The first tentative steps to fully embrace the complexity of digimodern came with those who tried to recompose the fracture between the classical top-down taxonomic vision and the new bottom-up emergent structures (Campbell & Fast, 2006; Quintarelli et al, 2007). No single truth was to be attained in the process, no supreme order identifiable through the “calculations” of engineers, but rather a multiplicity of voices that prefigures many possible orders. In the age of Facebook, there can be no single, unified homepage or timeline, as we are all constantly remediating our sources and producing our own tailored version of services, conversations, and ultimately reality. This is precisely why information architecture, in its broader medium-aspecific “sense-making” sense, is actually central to the design of artifacts that have to deal with the changes introduced by the paradigm shift .
The primary artifact of information architecture, unlike other fields of design, is abstract: it is the arrangement and organization of the information structure that in its truest form exist primarily as a negotiation between the environment and the actor traversing it.

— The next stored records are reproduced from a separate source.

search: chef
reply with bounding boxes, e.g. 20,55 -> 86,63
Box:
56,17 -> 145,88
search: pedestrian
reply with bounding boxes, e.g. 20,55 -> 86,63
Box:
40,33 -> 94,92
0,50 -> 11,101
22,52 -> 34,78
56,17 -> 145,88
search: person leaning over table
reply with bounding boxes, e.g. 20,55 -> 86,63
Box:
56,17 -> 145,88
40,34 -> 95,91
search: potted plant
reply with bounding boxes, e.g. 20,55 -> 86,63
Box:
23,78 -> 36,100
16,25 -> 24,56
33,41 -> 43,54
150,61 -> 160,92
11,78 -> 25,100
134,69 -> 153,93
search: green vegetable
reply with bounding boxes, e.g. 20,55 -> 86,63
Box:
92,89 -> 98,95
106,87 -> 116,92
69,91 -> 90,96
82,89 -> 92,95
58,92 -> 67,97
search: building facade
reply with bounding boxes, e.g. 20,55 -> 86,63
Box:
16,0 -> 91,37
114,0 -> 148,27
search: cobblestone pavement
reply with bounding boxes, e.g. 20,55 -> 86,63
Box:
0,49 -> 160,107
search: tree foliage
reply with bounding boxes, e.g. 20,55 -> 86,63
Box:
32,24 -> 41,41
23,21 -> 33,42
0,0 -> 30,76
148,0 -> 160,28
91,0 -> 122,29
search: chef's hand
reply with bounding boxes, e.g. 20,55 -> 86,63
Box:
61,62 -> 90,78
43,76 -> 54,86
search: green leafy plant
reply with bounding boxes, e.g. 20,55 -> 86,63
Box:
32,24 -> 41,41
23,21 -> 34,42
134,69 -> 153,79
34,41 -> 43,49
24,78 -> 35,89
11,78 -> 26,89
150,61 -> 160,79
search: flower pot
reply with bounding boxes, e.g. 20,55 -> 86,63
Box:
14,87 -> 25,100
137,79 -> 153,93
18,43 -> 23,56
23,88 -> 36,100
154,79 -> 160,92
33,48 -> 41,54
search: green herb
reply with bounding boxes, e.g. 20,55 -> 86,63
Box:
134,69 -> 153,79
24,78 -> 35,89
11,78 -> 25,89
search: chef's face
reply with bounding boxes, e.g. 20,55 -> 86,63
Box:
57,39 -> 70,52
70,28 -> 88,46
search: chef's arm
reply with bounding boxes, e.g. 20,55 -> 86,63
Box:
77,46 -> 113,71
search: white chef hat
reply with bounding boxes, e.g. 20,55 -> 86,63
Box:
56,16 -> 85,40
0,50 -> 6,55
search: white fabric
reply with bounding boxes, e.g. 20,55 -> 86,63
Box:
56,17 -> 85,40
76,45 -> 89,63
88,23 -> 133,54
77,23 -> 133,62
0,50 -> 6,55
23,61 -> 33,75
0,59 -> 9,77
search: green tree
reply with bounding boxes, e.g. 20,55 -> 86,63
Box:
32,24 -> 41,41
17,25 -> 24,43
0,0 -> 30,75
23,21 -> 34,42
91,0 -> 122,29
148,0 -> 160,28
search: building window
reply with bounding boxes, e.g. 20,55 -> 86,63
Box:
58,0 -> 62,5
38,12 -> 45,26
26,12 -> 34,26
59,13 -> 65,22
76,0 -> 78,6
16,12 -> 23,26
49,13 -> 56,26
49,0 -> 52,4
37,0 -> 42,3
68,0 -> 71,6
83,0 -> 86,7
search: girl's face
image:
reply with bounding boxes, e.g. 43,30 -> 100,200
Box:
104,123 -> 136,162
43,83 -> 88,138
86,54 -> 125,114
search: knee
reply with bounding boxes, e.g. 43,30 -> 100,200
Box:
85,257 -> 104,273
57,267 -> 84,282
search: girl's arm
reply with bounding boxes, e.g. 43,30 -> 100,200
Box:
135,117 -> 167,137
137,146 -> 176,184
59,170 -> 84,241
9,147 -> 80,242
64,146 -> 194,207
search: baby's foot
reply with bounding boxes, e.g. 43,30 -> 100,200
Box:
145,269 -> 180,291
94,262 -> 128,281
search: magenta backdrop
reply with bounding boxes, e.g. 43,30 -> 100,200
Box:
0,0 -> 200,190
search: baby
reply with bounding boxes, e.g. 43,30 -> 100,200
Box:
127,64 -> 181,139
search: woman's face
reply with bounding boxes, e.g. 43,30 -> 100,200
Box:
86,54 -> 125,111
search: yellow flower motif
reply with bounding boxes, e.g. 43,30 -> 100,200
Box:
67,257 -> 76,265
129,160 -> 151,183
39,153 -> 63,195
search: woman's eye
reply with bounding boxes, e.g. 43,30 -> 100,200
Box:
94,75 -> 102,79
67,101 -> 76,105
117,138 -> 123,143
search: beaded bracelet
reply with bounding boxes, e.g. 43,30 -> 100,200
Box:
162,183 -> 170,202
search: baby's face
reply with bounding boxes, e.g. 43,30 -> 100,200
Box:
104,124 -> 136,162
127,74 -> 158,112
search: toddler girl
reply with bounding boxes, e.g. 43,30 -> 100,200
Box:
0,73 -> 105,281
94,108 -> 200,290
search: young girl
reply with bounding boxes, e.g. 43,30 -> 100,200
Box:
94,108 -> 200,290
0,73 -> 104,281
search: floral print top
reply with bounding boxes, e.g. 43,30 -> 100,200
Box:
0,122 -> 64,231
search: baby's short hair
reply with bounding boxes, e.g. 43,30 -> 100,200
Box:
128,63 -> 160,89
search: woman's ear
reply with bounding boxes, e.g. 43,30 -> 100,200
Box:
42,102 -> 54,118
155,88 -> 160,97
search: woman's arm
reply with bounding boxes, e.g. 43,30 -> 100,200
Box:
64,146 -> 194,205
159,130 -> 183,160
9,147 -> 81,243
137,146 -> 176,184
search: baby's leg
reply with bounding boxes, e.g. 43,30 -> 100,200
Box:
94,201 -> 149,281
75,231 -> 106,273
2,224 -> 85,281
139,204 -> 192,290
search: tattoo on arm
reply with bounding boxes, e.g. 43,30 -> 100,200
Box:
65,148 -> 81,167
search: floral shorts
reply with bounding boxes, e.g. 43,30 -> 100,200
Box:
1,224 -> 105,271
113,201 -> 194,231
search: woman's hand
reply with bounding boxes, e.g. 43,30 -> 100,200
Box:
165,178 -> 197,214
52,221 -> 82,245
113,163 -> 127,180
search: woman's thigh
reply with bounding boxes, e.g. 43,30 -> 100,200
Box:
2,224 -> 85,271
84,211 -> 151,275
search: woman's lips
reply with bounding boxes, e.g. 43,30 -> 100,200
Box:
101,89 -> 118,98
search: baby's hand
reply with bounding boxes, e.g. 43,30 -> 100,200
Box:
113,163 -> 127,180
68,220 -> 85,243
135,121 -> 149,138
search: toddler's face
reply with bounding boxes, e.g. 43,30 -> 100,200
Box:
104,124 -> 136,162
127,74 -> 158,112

It is sense-making and placemaking. Physical elements of the information architecture such as navigation, or search, are akin to signs in a way-finding system: parts that participate of the whole, but that even when fully collected still fall short of being the whole . The design artifact here is the specific journeys, the specific structures, that the actors in the system design for themselves, as they orientate through a service or series of connected services. It is a process of sense-making and placemaking in digital and physical space. The transience of artifacts and their constant flow create states of uncertainty and imbalance for the actors in the system that need to be counteracted to prevent degradation of the user experience, something entirely not necessary in the more passive, unidirectional crossmedia and transmedia experiences.
This is a logical and pragmatic response to the intellectual dilemmas brought forth by the shift: in true digimodernist fashion, individual perspectives are valuable not because everything is valuable, but because they embody possible individual resolutions that can be rendered resilient through persistence or proven to be transient, improving both the process and the artifacts via a bottom-up approach that epistemologically prioritizes the results over the creators, the tools and the deliverables. The decoupling from the traditional artifacts of the practice introduces two important consequences in contemporary information architecture. The first one is a conceptual shift towards indeterminacy, complexity, and abstract thinking (Fenn & Hobbs, 2013; ); the second one, brought along by the increasingly hybrid digital / physical nature of cross-channel information spaces, is a reinforced attention to the creation of a sense of place (Cresswell, 2004; Höök et al, 2003; Resmini & Rosati, 2011b) and of meaning (Norman & Lucas, 2000; Fisher et al, 2012).